This graph is machine-readable and interoperable with semantic web tools, knowledge graphs, and governance platforms.
🔍 Step 6: Query Provenance
Since PROV-O is RDF-based, we can load graphs into a triple store and query with SPARQL. The following are a few example queries:
1️⃣Which dataset was used to generate a given model?
SELECT ?dataset WHERE {
ex:model_70d8b46c6451416d92a0ae7cac4c8602.pth prov:wasGeneratedBy ?activity .

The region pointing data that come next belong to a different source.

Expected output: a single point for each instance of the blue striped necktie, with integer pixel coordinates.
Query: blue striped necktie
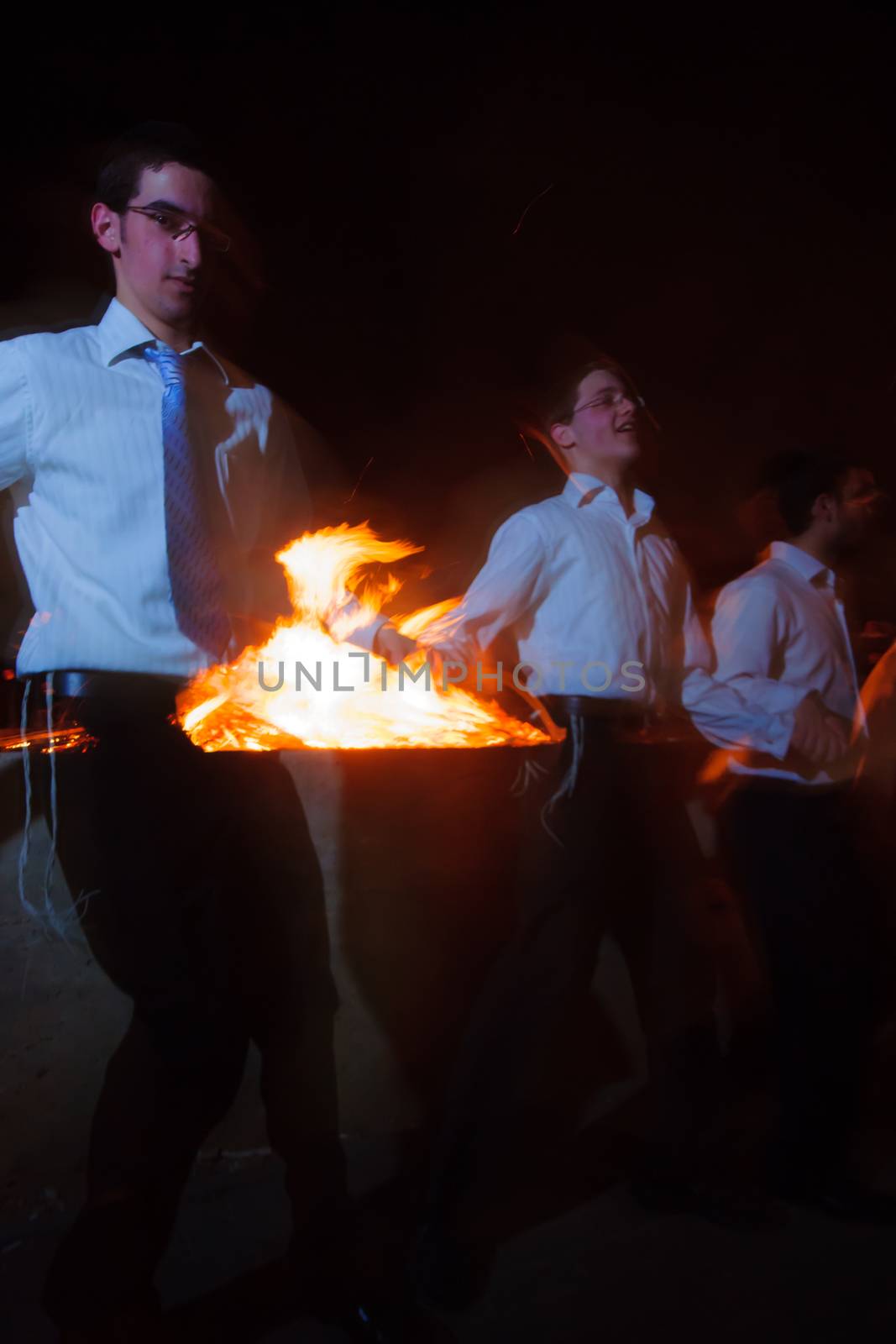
(196, 586)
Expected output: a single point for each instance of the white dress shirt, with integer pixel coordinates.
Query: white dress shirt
(582, 586)
(81, 447)
(782, 625)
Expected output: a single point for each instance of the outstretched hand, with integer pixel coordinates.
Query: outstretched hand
(392, 645)
(820, 737)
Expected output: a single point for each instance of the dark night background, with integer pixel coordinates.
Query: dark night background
(721, 218)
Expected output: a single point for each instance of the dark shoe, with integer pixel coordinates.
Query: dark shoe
(445, 1273)
(139, 1321)
(846, 1200)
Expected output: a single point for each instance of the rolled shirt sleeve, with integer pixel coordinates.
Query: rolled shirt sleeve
(508, 585)
(15, 416)
(738, 703)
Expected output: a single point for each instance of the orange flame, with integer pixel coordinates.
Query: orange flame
(333, 696)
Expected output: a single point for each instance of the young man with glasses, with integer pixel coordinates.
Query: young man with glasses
(594, 593)
(790, 828)
(152, 483)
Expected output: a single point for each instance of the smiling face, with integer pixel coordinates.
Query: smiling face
(849, 514)
(600, 436)
(159, 277)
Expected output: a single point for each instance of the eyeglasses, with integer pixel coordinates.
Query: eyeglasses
(179, 226)
(609, 398)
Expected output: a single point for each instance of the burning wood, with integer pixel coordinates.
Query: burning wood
(307, 687)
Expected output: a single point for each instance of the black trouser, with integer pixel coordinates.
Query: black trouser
(793, 857)
(617, 858)
(204, 905)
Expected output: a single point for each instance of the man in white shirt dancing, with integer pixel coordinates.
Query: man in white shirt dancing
(152, 483)
(789, 832)
(594, 591)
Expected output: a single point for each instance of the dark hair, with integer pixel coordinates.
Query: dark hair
(799, 477)
(559, 400)
(147, 145)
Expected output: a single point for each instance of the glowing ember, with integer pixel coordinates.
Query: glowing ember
(60, 739)
(308, 689)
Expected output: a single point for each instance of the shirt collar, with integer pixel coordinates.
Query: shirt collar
(121, 333)
(580, 484)
(806, 564)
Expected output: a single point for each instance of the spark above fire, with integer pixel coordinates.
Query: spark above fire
(308, 687)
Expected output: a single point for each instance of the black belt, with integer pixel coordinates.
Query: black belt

?activity prov:used ?dataset .
}
This query returns dataset.csv
as the dataset that trained model_f4a22.pth
.
The SPARQL queries can be run using the following Python script:
import rdflib
# Create a Graph object
g = rdflib.Graph()
# Parse the TTL file into the graph
g.parse("prov_70d8b46c6451416d92a0ae7cac4c8602.ttl", format='turtle')
# Define your SPARQL query
sparql_query = """
SELECT ?dataset WHERE {
ex:model_70d8b46c6451416d92a0ae7cac4c8602.pth prov:wasGeneratedBy ?activity .

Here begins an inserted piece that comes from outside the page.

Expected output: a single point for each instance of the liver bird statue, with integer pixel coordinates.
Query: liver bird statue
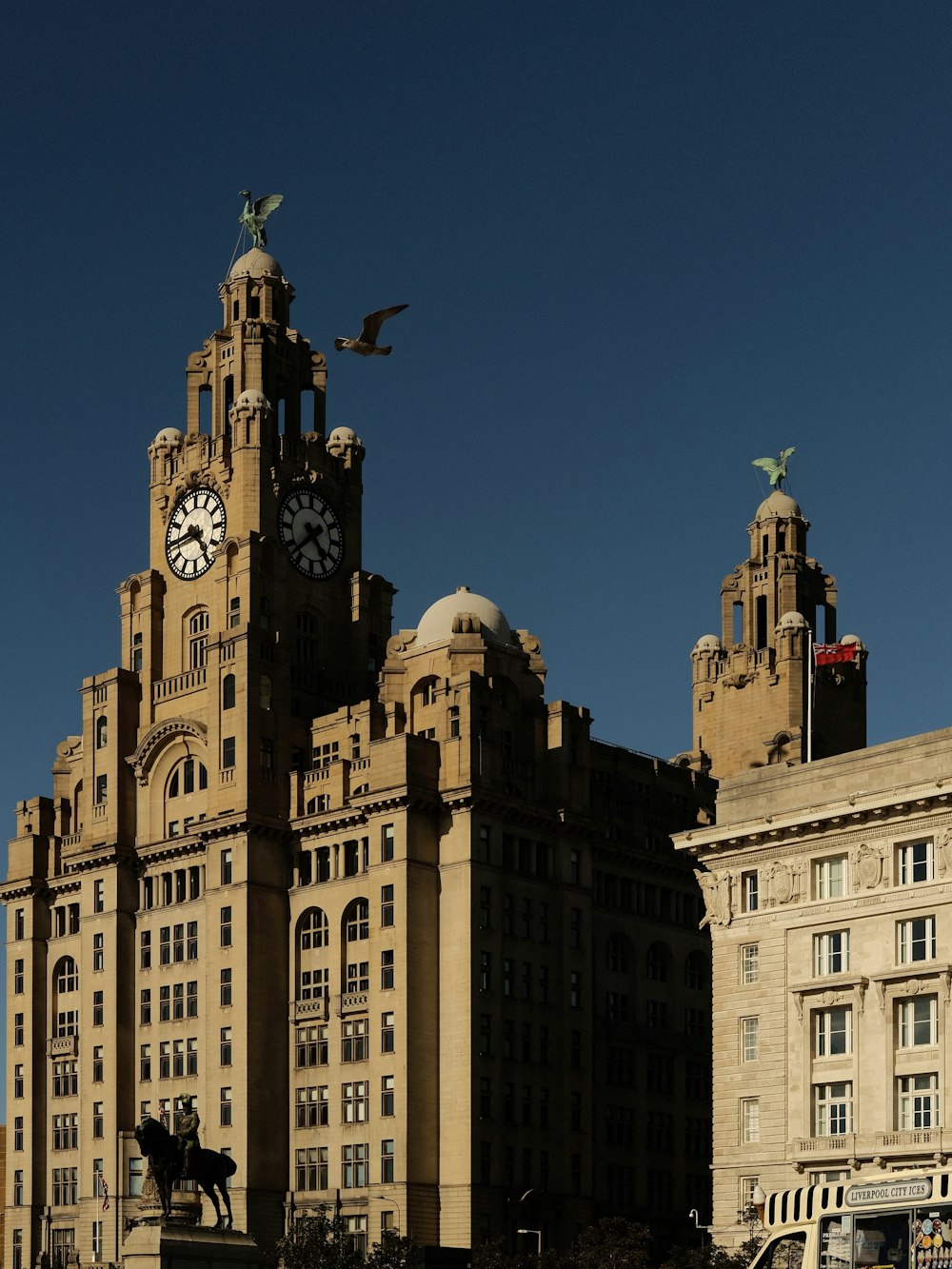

?activity prov:used ?dataset .
}
"""
# Execute the query
results = g.query(sparql_query)
# Process the results
for row in results:
print(row)
2️⃣All models generated by a given engineer
SELECT ?model
WHERE {
?model a prov:Entity ;
prov:wasAttributedTo ex:engineer .
}
👉 Returns all model URIs that were attributed to the engineer ex:engineer
.
3️⃣All datasets used in the last month
If your provenance tracker adds prov:generatedAtTime
or similar timestamps on entities/activities, you can filter by date. Example:
SELECT ?dataset ?time
WHERE {
?activity a prov:Activity ;
prov:used ?dataset ;
prov:endedAtTime ?time .
?dataset a prov:Entity .
FILTER (?time >= "2025-07-28T00:00:00Z"^^xsd:dateTime &&
?time <= "2025-08-28T23:59:59Z"^^xsd:dateTime)
}
👉 This finds all prov:Entity
datasets used by any activity that ended in the last month.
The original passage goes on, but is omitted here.